Riceviamo e pubblichiamo un’intervento dell’attivista per il clima e i diritti umani Marina Mannucci.
Venerdì 14 novembre, a Ravenna, in piazza Andrea Costa, in contemporanea con le mobilitazioni svoltesi in tutto il mondo per mettere in risalto i negoziati internazionali della Cop30 di Belém, in Brasile, si è svolta la manifestazione No al genocidio No all’ecocidio, promossa dal Coordinamento ravennate della campagna Per il Clima – Fuori dal Fossile.
Giustizia climatica, utilizzo di energie fossili, conflitti, spese militari, militarizzazione, politiche di sicurezza sono fattori interconnessi. Inquinamento, desertificazione, cambiamenti climatici sono aggravati dalle guerre e dall’uso di combustibili fossili; spese militari, politiche securitarie e incapacità di garantire la giustizia climatica a tutti i popoli indeboliscono la democrazia e la capacità di affrontare le crisi. Le ultime tre Conferenze delle Parti (Cop) si sono svolte in Paesi (Egitto, Emirati Arabi, Azerbaijan) a forte dipendenza dai combustibili fossili e, nonostante gli avvertimenti scientifici, hanno prodotto risultati deludenti; inoltre, il ritiro dal trattato da parte degli Stati Uniti ha indebolito l’efficacia delle azioni globali, compromettendo gli obiettivi a lungo termine stabiliti nell’Accordo di Parigi del 2015 con effetti a catena sulle politiche ambientali ed energetiche di altri paesi.

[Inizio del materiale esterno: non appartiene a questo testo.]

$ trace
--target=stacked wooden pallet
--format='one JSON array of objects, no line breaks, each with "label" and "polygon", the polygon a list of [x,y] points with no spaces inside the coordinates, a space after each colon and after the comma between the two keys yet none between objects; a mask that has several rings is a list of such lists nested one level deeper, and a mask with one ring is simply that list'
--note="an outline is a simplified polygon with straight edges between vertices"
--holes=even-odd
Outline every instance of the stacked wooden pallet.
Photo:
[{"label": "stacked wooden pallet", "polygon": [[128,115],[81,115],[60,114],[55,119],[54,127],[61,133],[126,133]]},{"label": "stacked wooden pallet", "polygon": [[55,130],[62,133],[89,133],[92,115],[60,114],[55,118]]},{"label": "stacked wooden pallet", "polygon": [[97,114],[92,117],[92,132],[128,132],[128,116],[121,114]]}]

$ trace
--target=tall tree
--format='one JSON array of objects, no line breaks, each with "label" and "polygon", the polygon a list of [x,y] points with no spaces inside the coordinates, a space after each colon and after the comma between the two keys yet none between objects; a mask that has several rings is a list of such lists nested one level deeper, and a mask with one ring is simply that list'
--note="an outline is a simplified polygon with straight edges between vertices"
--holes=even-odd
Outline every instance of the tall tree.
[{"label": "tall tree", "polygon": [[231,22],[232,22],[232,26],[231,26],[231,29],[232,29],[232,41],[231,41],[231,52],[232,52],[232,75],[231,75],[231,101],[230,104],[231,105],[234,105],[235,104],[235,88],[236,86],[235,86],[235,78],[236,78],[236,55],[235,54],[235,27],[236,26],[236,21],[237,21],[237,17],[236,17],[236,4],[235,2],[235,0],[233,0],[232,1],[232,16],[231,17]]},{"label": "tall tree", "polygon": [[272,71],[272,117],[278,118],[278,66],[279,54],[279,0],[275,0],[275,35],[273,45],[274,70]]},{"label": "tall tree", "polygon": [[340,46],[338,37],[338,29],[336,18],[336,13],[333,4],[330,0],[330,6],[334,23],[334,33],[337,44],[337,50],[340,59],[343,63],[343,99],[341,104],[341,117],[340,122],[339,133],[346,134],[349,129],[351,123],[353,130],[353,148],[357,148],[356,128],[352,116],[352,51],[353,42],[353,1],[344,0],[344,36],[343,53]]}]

In Emilia-Romagna le mobilitazioni del 14 novembre hanno avuto l’obiettivo di sollecitare anche la rapida presa in esame e approvazione di quattro proposte di legge d’iniziativa popolare che riguardano la gestione sostenibile di acqua, energia, rifiuti e consumo di suolo e che, da quasi tre anni, giacciono indiscusse nei cassetti della Regione, con grave vulnus dei processi di democrazia partecipata che spesso le istituzioni dicono di sostenere. A Ravenna, diverse associazioni, reti sociali e singole/i cittadine/i hanno partecipato alla manifestazione per opporsi alle politiche di guerra e di devastazione ambientale; un’azione collettiva dal basso che implica un’etica della cura reciproca e della responsabilità verso la comunità e l’ambiente. Il linguista, filosofo e attivista Noam Chomsky ritiene le/gli attiviste/i agenti di cambiamento e attribuisce loro un ruolo cruciale nel plasmare il futuro, specialmente in questioni di pace e diritti umani (e anche di diritti ambientali, aggiungo io). Non si può, però, nascondere che la presenza e il sostegno del sindaco della nostra città (o di un suo rappresentante), di area Pd, partito che formalmente si colloca nell’alveo di centro-sinistra, avrebbe dato una bella sferzata di energia a una mobilitazione che ha toccato temi cruciali come la pace, la giustizia climatica e la difesa dei beni comuni, scompigliando “ordini prestabiliti” e combinando l’uso di strumenti istituzionali a pratiche politiche che richiamano a una democrazia di base. Un’occasione persa.